Catastrophes Not Enough To Stiffen Market

The spate of catastrophic loss events witnessed in the first half of 2011 have battered insurers and reinsurers, but have not substantially altered market dynamics, new data from The Risk Management Society reveals.

Administered by Advisen Ltd., the RIMS Benchmark Survey reveals that despite losses realized from tornadoes in the United States, earthquake and tsunami in Japan, floods in Australia and earthquakes in New Zealand, average renewal premiums ebbed for three of four lines tracked.
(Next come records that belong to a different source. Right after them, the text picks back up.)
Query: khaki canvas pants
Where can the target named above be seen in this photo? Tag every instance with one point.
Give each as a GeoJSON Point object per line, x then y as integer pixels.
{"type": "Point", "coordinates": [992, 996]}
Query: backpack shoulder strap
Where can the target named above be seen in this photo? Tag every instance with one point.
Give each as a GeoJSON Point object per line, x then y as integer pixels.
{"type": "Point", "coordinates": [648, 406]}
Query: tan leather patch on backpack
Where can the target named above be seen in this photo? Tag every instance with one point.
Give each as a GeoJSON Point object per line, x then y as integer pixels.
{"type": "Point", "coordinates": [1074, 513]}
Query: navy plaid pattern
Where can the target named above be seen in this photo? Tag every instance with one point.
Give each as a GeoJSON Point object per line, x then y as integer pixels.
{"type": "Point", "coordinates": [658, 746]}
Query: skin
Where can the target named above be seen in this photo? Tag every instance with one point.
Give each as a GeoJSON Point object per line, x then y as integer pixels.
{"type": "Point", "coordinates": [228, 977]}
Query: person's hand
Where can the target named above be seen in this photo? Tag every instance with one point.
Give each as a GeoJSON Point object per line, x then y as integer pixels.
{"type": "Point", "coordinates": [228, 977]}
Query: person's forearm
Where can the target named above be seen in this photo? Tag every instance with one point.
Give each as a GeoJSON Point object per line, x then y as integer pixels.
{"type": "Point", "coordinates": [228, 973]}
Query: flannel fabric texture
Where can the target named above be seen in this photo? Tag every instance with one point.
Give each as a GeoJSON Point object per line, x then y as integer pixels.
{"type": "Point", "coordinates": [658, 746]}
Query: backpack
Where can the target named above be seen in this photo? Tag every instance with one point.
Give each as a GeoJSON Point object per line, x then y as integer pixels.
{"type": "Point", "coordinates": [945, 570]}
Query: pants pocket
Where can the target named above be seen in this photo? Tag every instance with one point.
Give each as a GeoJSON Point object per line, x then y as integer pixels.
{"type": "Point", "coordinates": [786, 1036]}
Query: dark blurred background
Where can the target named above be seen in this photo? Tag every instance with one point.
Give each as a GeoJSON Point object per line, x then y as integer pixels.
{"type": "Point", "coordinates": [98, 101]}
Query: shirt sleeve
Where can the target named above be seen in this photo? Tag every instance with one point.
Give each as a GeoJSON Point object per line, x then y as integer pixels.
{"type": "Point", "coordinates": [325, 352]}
General liability, property and workers’ compensation all fell by less than 1 percent on average, while directors & officers liability policies renewed 4.5 percent lower.

Dave Bradford, Advisen EVP and editor-in-chief of the survey, said the numbers suggest that the soft commercial lines insurance market may be close to its bottom but doesn’t expect rate increases anytime soon.

“Pricing has been fairly stable in three of the last four quarters, but it is too early to declare the soft market over,” he said. “Rates may have stabilized for now, but barring major catastrophe losses, there are few signs of materially higher premiums on the horizon. The commercial property/casualty insurance market remains well capitalized, and the current sluggish economy could make it difficult for underwriters to push through rate increases.”

Frederick Savage, a member of RIMS board of directors, agreed that major catastrophe losses are necessary for a substantial market hardening. “Insurance buyers continue to benefit from a competitive insurance market, but the situation could change quickly,” Savage said. “Hurricane season is underway in the United States, and forecasters continue to call for above-average activity. One or two very large storms on top of the catastrophe losses in the first half of the year could be enough to spark higher premiums, at least for property risks.”